Медь была известна в Зангезуре еще в незапамятные времена. Плавить ее начали больше ста лет назад. В 1846 году некто Розов впервые получил дозволение от русского правительства открыть здесь медеплавильный завод. Позднее Кафан взяли в концессию французы, прибрав сперва к своим рукам Алаверди. Старый Кафан отстраивался французскими концессионерами в 10-х годах нашего века. Забираясь сюда, французы позаботились о воде и свете в домах дирекции, о магазинах, кафе, аптеке для служащих, но тщетно пытались бы вы найти здесь хоть какие-нибудь следы заботы о тех, кто добывал под землей медь и плавил ее в ватержакетных печах; рабочие в Кафане, местные и пришлые — из соседней Персии, не имели человеческого жилья и не помышляли о столовой.

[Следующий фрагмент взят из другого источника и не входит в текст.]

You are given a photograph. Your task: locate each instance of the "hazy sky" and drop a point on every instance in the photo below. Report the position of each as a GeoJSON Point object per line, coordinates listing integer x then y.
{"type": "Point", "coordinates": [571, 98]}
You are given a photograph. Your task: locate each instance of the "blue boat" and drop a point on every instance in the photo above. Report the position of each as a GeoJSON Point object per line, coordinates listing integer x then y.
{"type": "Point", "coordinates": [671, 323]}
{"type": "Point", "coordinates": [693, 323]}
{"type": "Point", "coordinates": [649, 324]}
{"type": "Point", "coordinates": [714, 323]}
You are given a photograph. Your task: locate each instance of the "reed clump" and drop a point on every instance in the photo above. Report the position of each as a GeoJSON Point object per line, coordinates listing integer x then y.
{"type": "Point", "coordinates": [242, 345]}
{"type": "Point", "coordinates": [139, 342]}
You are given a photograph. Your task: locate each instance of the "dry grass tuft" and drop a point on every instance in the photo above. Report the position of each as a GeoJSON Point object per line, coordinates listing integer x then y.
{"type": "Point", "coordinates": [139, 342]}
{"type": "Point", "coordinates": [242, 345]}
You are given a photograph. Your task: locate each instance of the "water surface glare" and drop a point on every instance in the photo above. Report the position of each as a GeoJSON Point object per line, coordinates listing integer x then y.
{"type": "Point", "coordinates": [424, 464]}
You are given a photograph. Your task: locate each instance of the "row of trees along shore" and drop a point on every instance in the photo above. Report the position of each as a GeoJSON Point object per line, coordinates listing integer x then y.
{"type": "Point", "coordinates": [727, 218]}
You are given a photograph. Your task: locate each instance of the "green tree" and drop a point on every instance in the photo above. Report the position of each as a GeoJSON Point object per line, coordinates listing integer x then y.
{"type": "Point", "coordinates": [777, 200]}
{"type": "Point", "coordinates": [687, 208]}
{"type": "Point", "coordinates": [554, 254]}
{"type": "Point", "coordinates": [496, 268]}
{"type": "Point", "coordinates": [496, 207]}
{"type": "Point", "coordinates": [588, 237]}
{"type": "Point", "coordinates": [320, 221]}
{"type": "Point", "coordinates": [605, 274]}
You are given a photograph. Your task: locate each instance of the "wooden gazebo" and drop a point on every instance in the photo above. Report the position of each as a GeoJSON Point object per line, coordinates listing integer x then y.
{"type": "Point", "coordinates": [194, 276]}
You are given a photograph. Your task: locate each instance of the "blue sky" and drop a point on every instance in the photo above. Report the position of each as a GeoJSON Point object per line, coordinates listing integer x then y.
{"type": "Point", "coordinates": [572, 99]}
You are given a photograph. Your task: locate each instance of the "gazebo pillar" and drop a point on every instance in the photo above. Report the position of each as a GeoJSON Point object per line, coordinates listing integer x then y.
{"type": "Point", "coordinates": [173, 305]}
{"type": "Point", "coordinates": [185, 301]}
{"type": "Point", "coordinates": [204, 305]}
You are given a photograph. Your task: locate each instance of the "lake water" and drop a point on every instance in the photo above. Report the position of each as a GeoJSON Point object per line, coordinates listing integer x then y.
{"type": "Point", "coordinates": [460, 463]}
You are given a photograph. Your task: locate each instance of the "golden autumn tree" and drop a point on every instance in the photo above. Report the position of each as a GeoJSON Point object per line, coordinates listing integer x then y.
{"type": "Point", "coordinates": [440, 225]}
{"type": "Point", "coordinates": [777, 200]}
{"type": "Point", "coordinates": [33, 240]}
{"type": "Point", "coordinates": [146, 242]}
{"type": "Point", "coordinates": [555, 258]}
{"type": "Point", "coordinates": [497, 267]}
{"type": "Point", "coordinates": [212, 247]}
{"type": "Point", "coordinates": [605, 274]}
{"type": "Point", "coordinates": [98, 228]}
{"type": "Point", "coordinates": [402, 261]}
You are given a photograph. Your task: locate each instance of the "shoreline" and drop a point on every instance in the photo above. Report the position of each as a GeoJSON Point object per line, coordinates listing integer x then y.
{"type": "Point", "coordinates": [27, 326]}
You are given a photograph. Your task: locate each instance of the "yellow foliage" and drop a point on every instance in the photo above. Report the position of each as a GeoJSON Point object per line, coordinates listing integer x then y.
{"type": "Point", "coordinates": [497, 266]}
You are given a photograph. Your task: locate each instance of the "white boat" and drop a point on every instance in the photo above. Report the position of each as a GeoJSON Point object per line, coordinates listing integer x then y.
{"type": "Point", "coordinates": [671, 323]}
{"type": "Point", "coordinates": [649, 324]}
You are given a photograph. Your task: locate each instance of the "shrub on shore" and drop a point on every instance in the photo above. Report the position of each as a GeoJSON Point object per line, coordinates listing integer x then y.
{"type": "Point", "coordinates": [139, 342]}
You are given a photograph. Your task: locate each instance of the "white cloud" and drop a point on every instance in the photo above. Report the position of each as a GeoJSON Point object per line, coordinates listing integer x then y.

После революции старый Кафан стал перерождаться. Медленно-медленно сквозь черты старого быта проступил родной для нас, новый, советский быт. И сейчас Кафан — большой рабочий центр, где все говорит о хозяине-рабочем. Своя крупная гидростанция в недалеком ущелье, мощное компрессорное хозяйство, ремонтно-механическая мастерская, многоэтажные корпуса шахтерского городка, три средние школы, театр, детсады, ясли. В городе появилась зелень. На крохотных, остающихся еще свободными участках, по крутым склонам лепятся индивидуальные огородики рабочих. Но это вторжение молодых деревцев и огородных грядок только ярче подчеркивает новый, промышленный облик Кафана.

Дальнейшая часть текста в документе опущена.